# Calculate $\mathbf{E} \left( \sum_{k=1}^{\infty}\xi_k \langle e_k,h\rangle \right) \left( \sum_{j=1}^{\infty}\xi_j \langle e_j,g\rangle \right)$

Assume that $H$ is a separable Hilbert space and $\{e_k\}$ is an orthonormal and complete basis of $H$.

$\{\xi_k\}$ is a sequence of normal Gaussian random variables that are independent.

We know that $\sum_{k=1}^{\infty}\xi_k \langle e_k,h\rangle,\ h\in H$ is square-integrable, so $\mathbf{E}\left[ \left( \sum_{k=1}^{\infty}\xi_k \langle e_k,h\rangle \right) \left( \sum_{j=1}^{\infty}\xi_j \langle e_j,g\rangle \right) \right]$ is meaningful.

I want to prove $$\mathbf{E}\left[ \left( \sum_{k=1}^{\infty}\xi_k \langle e_k,h\rangle \right) \left( \sum_{j=1}^{\infty}\xi_j \langle e_j,g\rangle \right) \right]=\langle h,g \rangle$$

Is the following right?

$\ \ \ \ \ \mathbf{E}\left[ \left( \sum_{k=1}^{\infty}\xi_k \langle e_k,h\rangle \right) \left( \sum_{j=1}^{\infty}\xi_j \langle e_j,g\rangle \right) \right]\\= \mathbf{E}\left[ \sum_{k=1}^{\infty}\sum_{j=1}^{\infty} \xi_k \langle e_k,h\rangle \xi_j \langle e_j,g\rangle \right]\\= \sum_{k=1}^{\infty}\sum_{j=1}^{\infty}\mathbf{E}\left[ \xi_k \langle e_k,h\rangle \xi_j \langle e_j,g\rangle \right]\\= \sum_{k=1}^{\infty}\mathbf{E}\left[ \xi_k \langle e_k,h\rangle \xi_k \langle e_k,g\rangle \right]=\langle h,g\rangle$

But I am not sure why the first and the second "=" are valid?

Which theorems can guarantee the first and the second "="?

I think it's easier than you are making it.
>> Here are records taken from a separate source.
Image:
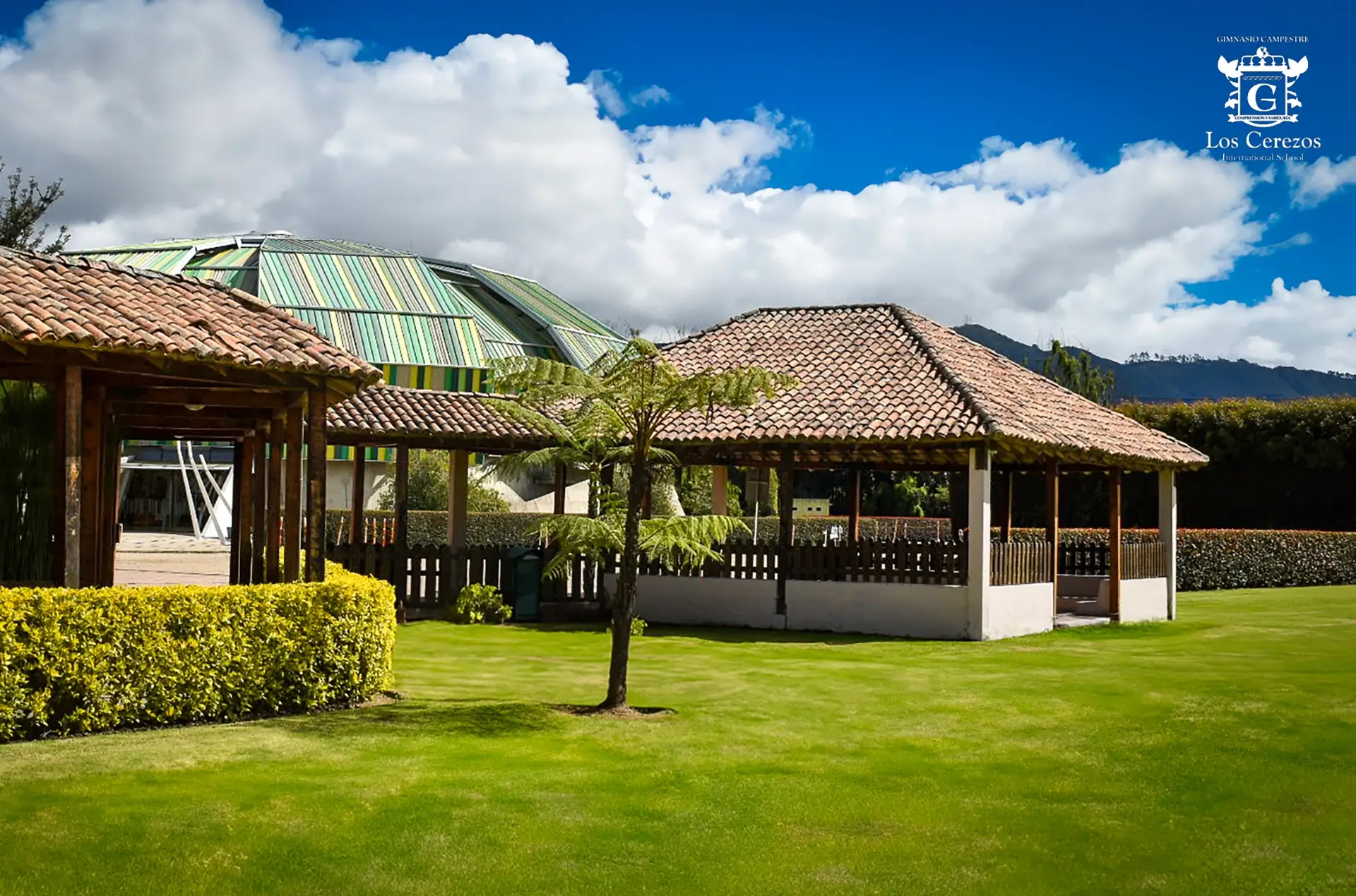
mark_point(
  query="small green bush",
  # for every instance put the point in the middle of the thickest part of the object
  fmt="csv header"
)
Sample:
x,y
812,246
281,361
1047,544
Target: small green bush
x,y
94,659
480,604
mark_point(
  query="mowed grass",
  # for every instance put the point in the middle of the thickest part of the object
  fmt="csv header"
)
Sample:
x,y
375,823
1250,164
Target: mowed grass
x,y
1210,755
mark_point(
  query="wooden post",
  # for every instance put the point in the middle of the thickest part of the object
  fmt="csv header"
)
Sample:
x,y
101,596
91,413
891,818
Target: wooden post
x,y
402,507
1168,533
719,491
358,498
855,507
458,492
1006,522
240,502
316,464
559,506
91,486
273,560
785,507
73,393
292,506
259,506
1052,525
1114,544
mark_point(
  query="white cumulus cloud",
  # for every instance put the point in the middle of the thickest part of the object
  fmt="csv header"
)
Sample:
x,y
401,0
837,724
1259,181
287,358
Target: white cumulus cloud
x,y
197,117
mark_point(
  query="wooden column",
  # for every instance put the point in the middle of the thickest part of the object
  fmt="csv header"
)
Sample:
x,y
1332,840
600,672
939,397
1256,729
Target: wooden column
x,y
73,393
292,505
458,492
258,473
1168,533
855,506
719,491
316,462
785,507
402,546
1114,542
358,498
1005,522
273,558
239,513
91,486
559,506
1052,525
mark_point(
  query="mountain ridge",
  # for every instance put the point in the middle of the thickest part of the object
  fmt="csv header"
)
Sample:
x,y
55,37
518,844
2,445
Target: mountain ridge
x,y
1162,380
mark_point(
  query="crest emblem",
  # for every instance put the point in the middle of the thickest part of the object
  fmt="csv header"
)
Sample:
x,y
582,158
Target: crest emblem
x,y
1263,94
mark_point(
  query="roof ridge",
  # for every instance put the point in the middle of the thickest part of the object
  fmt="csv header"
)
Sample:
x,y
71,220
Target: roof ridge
x,y
949,376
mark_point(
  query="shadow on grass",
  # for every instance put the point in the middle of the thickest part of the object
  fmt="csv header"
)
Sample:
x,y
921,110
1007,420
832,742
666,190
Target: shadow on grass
x,y
476,720
759,636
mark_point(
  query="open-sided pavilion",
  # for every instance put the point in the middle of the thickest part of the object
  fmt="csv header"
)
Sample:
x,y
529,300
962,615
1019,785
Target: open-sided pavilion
x,y
133,354
884,388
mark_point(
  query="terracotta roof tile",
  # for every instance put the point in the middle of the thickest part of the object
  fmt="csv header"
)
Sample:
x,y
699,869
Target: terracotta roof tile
x,y
101,306
430,415
884,374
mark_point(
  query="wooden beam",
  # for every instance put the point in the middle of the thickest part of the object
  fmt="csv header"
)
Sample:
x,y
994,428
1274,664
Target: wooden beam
x,y
855,506
719,490
785,507
561,479
402,507
237,476
292,506
316,464
1052,526
358,496
242,510
1114,542
91,486
273,560
458,496
259,506
73,392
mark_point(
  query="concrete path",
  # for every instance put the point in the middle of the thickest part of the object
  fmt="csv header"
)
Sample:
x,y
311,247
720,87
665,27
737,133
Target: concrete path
x,y
170,558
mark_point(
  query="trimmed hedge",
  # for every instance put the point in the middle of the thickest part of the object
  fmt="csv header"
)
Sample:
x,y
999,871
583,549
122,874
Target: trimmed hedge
x,y
94,659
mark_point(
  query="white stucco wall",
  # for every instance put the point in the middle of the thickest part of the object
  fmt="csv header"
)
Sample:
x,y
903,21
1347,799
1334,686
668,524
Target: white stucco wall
x,y
1012,610
1143,599
876,608
694,601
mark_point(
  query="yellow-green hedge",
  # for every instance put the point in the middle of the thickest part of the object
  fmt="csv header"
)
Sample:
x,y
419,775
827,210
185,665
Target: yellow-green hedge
x,y
93,659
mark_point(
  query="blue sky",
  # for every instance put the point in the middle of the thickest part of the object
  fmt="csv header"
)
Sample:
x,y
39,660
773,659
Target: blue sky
x,y
865,94
890,87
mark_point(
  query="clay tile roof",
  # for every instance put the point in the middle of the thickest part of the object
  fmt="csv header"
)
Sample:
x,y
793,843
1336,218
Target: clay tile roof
x,y
101,306
455,419
884,374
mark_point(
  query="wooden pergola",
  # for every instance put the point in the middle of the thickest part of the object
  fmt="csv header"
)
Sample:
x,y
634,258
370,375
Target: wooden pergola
x,y
133,354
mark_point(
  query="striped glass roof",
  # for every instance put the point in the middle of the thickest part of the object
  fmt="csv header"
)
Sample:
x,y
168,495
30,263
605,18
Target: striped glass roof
x,y
386,305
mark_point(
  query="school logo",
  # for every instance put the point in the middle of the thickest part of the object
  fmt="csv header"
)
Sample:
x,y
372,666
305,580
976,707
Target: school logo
x,y
1263,94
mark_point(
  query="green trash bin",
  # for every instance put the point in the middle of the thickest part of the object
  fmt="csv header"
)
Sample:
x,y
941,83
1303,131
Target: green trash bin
x,y
526,583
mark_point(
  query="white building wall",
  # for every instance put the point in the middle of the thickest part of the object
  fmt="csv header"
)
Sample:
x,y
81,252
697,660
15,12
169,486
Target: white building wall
x,y
694,601
1143,599
876,608
1013,610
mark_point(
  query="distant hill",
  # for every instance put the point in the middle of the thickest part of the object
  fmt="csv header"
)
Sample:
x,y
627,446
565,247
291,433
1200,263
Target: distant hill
x,y
1186,380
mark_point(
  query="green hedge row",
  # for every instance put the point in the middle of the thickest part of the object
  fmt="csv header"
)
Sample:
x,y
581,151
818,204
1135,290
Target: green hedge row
x,y
94,659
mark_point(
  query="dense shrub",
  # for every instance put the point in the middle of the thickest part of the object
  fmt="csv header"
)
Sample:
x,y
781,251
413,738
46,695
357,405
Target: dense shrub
x,y
83,660
480,604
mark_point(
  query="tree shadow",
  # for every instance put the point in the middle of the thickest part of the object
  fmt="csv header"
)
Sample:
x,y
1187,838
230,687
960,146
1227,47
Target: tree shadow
x,y
420,719
760,636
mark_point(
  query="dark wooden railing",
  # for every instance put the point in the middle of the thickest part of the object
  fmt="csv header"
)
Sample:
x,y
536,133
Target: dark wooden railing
x,y
920,561
1141,560
1018,563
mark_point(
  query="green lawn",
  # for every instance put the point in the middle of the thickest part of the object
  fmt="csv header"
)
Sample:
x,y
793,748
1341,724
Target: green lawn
x,y
1211,755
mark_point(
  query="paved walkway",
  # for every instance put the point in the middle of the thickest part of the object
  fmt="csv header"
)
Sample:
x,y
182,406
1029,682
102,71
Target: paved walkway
x,y
171,558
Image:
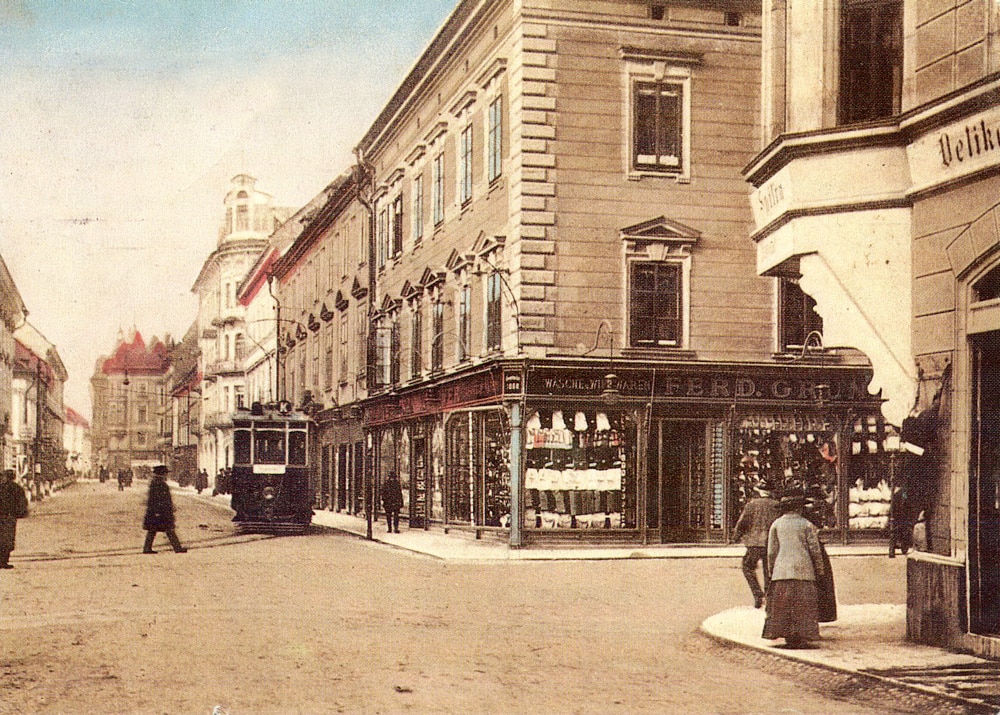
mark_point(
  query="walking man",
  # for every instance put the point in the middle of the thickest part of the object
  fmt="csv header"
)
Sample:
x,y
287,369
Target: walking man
x,y
392,501
160,512
13,506
752,527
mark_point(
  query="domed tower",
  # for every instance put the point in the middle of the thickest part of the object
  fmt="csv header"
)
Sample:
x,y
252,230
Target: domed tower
x,y
250,217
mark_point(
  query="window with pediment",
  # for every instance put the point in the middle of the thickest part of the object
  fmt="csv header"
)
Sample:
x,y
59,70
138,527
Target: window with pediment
x,y
658,270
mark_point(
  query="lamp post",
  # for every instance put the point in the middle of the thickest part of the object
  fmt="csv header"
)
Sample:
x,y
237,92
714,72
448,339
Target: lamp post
x,y
128,425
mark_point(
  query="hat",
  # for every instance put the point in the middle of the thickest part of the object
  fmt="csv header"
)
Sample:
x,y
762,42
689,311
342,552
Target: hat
x,y
793,498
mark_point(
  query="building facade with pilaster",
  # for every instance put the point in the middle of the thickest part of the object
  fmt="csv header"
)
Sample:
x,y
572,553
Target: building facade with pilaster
x,y
876,188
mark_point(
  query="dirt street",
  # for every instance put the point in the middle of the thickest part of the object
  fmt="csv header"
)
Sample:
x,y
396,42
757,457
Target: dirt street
x,y
328,623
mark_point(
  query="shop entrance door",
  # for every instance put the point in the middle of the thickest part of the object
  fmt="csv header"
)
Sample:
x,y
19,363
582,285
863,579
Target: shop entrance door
x,y
984,486
418,471
676,504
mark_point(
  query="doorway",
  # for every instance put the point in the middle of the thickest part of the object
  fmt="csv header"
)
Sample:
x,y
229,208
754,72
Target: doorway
x,y
984,486
677,497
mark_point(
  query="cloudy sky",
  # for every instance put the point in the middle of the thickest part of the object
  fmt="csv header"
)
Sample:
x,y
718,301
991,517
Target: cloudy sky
x,y
125,119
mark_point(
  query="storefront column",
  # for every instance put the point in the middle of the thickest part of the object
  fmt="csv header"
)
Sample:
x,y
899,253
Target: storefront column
x,y
516,512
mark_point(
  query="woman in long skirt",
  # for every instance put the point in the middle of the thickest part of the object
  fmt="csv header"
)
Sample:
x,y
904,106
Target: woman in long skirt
x,y
796,560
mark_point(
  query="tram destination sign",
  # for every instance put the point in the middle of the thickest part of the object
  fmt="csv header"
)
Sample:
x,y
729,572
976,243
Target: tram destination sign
x,y
798,385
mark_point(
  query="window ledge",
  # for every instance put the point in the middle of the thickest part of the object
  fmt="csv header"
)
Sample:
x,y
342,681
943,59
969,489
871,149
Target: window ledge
x,y
664,352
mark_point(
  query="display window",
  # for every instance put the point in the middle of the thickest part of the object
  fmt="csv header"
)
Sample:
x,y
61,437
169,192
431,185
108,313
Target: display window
x,y
784,451
873,456
578,471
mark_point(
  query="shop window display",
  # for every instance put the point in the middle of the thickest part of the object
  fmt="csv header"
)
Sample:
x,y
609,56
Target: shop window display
x,y
577,472
788,451
874,446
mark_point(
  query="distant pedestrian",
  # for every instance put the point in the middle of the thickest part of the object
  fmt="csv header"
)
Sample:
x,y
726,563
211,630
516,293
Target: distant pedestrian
x,y
392,501
752,527
160,512
796,562
13,506
201,481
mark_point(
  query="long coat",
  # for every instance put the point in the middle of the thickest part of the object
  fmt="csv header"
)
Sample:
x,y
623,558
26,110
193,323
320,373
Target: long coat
x,y
159,507
13,506
392,495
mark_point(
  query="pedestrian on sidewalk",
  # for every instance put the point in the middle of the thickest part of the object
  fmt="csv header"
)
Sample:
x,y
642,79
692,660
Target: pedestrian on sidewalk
x,y
392,501
160,512
796,562
13,506
752,527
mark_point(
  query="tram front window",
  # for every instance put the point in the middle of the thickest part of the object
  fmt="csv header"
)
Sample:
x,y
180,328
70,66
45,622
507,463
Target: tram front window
x,y
241,446
297,448
269,447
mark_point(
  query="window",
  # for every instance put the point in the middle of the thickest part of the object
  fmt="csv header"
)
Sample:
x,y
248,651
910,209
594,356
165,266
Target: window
x,y
655,304
344,328
417,342
465,165
418,208
493,312
394,353
494,146
328,382
797,317
382,236
871,60
242,217
397,225
437,196
658,127
464,323
437,343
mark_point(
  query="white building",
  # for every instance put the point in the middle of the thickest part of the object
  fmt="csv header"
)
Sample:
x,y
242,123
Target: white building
x,y
250,217
12,314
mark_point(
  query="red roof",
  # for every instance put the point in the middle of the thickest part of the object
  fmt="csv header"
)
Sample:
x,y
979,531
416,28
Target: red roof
x,y
75,418
137,358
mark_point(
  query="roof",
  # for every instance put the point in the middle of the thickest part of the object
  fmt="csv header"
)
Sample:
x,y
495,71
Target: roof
x,y
75,418
137,359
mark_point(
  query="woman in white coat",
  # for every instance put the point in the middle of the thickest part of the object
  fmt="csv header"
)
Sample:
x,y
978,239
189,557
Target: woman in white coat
x,y
796,562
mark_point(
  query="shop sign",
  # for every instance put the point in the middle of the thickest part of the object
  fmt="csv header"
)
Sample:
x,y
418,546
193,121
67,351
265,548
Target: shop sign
x,y
798,386
433,399
957,149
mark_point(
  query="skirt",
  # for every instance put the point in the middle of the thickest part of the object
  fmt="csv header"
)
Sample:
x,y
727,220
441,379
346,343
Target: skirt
x,y
792,611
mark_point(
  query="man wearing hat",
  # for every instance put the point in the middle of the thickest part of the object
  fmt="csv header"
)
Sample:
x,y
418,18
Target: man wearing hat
x,y
13,506
755,520
160,512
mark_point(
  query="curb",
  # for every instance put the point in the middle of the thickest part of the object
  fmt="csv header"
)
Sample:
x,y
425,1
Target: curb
x,y
977,705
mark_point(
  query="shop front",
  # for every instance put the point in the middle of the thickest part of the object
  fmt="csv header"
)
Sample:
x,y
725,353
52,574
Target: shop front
x,y
339,454
654,453
670,453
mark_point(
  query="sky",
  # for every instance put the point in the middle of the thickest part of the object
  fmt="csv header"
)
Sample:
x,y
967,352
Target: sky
x,y
124,121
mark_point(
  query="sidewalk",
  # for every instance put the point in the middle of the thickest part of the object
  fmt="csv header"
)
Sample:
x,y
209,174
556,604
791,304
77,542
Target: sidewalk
x,y
869,641
464,547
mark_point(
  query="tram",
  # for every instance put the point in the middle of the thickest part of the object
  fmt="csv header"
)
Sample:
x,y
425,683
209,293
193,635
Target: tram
x,y
270,480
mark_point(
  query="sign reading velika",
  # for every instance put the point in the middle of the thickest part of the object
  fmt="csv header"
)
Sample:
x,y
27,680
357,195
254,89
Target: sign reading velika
x,y
956,150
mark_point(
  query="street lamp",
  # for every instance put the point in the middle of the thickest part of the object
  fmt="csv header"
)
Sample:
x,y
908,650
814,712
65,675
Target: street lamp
x,y
128,425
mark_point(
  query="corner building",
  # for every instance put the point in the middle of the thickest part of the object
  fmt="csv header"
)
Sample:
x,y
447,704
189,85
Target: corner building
x,y
564,335
880,193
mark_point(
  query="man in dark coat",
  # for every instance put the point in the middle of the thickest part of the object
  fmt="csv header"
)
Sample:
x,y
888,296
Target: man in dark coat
x,y
160,512
13,506
392,501
752,528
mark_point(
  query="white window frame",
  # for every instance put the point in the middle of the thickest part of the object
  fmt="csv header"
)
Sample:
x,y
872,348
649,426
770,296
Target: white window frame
x,y
684,261
657,71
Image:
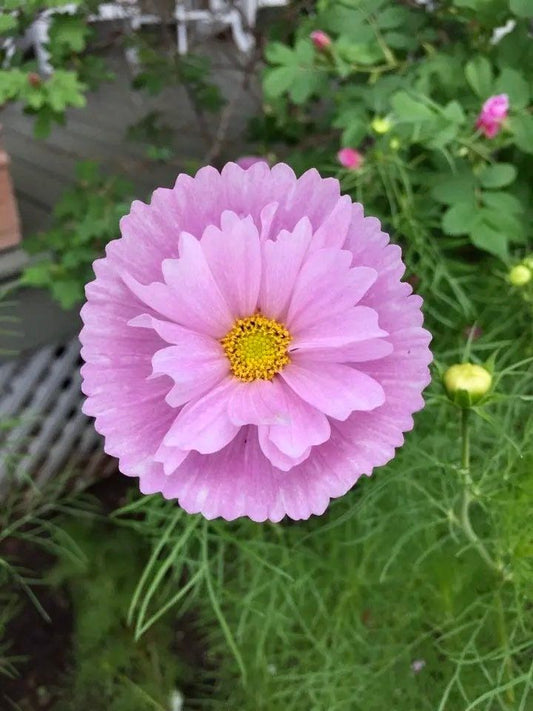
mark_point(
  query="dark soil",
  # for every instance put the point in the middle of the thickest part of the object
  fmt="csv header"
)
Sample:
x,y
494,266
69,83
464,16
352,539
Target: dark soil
x,y
42,643
42,649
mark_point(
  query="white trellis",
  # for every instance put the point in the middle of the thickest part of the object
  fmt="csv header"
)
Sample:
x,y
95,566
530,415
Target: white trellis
x,y
239,15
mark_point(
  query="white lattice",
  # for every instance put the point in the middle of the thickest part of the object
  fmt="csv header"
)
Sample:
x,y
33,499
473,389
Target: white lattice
x,y
44,432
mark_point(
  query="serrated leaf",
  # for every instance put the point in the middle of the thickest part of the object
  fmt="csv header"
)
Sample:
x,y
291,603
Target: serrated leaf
x,y
498,175
278,53
454,188
68,292
478,72
277,81
409,109
512,83
522,128
505,222
37,274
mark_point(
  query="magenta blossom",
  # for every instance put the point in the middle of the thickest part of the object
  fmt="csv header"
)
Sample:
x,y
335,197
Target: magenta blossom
x,y
320,39
249,347
349,158
493,113
247,161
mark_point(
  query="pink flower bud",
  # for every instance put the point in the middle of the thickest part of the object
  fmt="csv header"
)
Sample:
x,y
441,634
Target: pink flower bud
x,y
493,113
320,39
350,158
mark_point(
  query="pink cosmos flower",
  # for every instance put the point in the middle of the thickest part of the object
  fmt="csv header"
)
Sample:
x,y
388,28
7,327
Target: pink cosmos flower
x,y
493,113
349,158
247,161
249,347
320,39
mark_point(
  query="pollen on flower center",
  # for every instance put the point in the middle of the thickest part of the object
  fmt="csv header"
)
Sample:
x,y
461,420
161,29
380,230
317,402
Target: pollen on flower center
x,y
256,348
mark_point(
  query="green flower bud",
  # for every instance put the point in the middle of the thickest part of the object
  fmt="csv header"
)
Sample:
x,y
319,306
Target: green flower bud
x,y
381,125
520,275
466,384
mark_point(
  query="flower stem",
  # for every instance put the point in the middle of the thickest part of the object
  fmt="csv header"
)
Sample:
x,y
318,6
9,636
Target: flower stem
x,y
466,524
465,443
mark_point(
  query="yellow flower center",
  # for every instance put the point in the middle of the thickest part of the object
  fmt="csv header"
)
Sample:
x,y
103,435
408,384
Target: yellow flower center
x,y
256,348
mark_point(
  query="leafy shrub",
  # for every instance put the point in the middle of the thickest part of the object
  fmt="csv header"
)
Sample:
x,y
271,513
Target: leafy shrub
x,y
406,85
84,221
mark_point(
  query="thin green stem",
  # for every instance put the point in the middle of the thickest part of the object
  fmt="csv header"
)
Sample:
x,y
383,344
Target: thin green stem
x,y
464,519
465,442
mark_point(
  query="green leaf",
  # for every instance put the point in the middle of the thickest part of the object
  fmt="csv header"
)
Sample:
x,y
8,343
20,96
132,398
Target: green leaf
x,y
458,187
522,128
365,53
478,74
485,237
522,8
354,133
278,53
511,82
505,222
504,202
459,218
37,274
64,90
7,23
498,175
68,292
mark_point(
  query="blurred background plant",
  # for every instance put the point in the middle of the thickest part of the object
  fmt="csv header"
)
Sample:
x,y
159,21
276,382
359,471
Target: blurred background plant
x,y
402,595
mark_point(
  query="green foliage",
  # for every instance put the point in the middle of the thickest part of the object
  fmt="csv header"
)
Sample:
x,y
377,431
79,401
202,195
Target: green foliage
x,y
84,221
78,68
428,73
110,670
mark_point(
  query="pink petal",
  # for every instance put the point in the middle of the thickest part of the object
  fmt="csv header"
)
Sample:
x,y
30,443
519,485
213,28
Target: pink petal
x,y
306,427
170,458
333,230
326,285
202,306
234,258
257,403
362,352
194,372
204,424
336,390
357,324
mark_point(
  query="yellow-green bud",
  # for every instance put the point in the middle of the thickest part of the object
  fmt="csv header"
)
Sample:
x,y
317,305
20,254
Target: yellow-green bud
x,y
520,275
381,125
466,383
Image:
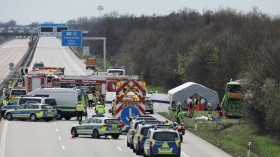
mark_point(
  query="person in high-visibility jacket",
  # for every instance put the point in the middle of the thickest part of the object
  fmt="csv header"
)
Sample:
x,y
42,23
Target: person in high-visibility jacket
x,y
10,85
100,109
80,110
113,107
179,116
5,101
90,100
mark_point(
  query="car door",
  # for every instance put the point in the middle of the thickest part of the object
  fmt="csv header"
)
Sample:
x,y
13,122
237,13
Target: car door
x,y
19,112
83,128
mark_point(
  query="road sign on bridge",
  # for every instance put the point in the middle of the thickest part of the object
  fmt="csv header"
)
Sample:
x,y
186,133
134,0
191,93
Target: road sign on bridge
x,y
71,38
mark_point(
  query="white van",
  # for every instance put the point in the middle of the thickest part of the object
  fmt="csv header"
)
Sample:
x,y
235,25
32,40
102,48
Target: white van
x,y
66,98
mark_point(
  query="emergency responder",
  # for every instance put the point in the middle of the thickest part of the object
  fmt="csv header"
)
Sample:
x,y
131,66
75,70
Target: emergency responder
x,y
173,104
202,104
113,107
80,110
131,117
166,122
5,101
100,109
191,108
179,115
90,100
10,85
219,110
97,94
4,92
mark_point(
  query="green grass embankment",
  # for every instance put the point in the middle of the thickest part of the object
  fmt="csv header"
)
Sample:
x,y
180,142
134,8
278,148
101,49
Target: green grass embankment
x,y
233,135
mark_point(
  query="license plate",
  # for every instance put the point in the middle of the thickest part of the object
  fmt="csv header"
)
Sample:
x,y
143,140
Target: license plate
x,y
164,149
114,131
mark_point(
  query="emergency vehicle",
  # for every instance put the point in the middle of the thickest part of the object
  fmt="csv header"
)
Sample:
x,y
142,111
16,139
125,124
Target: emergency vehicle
x,y
98,126
162,142
42,77
128,105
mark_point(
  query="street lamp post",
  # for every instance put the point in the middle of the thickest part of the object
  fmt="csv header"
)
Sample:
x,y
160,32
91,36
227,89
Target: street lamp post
x,y
104,47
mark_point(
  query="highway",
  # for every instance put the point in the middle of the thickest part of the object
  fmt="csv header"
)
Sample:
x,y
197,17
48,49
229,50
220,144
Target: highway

Let $X_n(h) = \sum_{k=1}^n \xi_k \langle e_k, h \rangle$. You seem to know that $X_n(h) \to X_\infty(h)$ in $L^2$ for each $h$. Since the variance of $X_n(h)$ is clearly $\sum_{k=1}^n |\langle e_k, h \rangle|^2$, by $L^2$ convergence the variance of $X_\infty(h)$ is $\sum_{k=1}^\infty |\langle e_k, h \rangle|^2 = \|h\|^2$. So the map $h \mapsto X_\infty(h)$ is a linear isometry from $H$ to $L^2(P)$; it preserves the norm, and hence the inner product (use polarization).